I waited along with those around me, but nothing happened. I felt nothing at all.
One second passed and then another and another. I forced myself to breathe, glancing around at the others. Had anything even happened?
“Is…is it done?” a man closer to the guards asked in a carrying voice. “I don’t feel any different.”
One of the guards laughed. “I should think not. You’d have to be the Spoken Mage to sense something like that.”
“Unless you sense something?” one of the other guards asked the prisoner curiously.
The man just shrugged, his head still slumped so low I couldn’t see his face.
“No chance we’d sense anything,” said the opinionated man near me, although he’d been looking unsure a moment before. “We can’t sense power like the mageborn.”
“Or energy like the Spoken Mage and those new energy mages,” the sardine woman added.
“But then, how can we be sure it worked?” the breathy woman asked, sounding alarmed. “I don’t want to find out something went wrong when I try to write and blow myself up.”
The door behind me had been unlatched while she was speaking, but I didn’t immediately turn to leave, too absorbed in her words.
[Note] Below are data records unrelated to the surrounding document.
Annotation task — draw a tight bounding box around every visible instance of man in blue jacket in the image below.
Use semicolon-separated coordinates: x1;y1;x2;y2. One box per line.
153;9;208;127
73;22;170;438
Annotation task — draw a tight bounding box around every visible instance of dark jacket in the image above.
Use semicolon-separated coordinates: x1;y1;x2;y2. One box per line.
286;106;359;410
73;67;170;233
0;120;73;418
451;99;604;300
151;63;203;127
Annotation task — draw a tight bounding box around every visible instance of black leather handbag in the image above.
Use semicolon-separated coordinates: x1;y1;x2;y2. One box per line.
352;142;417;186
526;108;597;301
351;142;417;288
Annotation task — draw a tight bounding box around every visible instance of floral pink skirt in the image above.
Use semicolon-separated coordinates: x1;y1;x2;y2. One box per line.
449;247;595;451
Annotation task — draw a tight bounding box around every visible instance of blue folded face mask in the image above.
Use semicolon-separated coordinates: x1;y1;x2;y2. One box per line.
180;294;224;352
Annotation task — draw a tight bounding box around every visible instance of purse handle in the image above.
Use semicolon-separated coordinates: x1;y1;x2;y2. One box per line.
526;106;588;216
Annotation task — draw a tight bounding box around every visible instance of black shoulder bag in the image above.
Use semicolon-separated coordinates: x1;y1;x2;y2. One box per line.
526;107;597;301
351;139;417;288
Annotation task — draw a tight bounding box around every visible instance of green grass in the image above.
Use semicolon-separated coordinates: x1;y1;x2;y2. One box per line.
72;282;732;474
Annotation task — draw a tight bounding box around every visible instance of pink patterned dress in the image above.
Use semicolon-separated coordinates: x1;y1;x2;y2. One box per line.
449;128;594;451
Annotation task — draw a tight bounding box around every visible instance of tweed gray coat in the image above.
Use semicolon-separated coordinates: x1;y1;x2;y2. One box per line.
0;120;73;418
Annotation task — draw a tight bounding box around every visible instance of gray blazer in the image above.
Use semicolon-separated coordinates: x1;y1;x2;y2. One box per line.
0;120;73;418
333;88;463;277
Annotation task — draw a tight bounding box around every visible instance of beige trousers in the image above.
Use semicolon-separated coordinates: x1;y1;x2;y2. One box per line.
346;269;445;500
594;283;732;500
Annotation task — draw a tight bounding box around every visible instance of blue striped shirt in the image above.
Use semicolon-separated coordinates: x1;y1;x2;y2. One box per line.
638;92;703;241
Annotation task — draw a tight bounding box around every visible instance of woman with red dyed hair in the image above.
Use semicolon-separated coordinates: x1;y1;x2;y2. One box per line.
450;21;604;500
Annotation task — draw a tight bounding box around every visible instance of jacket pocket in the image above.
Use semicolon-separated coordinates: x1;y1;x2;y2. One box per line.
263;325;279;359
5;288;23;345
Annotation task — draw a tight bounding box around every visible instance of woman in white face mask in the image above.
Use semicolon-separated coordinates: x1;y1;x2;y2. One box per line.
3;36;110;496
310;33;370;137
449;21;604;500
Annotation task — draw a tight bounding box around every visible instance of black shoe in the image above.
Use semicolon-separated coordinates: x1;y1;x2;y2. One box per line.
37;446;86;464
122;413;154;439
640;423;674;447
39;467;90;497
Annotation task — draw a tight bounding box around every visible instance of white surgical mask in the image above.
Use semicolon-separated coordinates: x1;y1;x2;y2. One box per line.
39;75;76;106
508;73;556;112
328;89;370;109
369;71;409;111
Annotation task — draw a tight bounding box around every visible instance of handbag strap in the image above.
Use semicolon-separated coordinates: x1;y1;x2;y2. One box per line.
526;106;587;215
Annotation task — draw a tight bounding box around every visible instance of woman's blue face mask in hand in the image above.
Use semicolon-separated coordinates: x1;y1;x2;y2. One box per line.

I felt a burning interest in the answer to her question.
A light laugh made me swing around, however. The young woman standing in the open doorway smiled warmly at the breathy woman.
“That exact fear is why I’m here. When you all file past to leave, I will ensure that everyone has, indeed, been sealed. I can feel it already in you.”
The breathy woman’s eyes widened, and she sank immediately into a deep curtsy. “Your Highness!”
The rest of the hall followed in her wake, a wave spreading outward as everyone bowed or curtsied, cries sounding on every side.
“Princess Elena!”
“The Spoken Mage!”
I sank into a wobbly curtsy, trying to copy the women around me without taking my eyes off the Spoken Mage. She was so close I could have reached out and touched her.
She met my eyes, amusement in hers. “I’m shorter than you imagined, aren’t I?” she asked, and I nearly lost my balance completely.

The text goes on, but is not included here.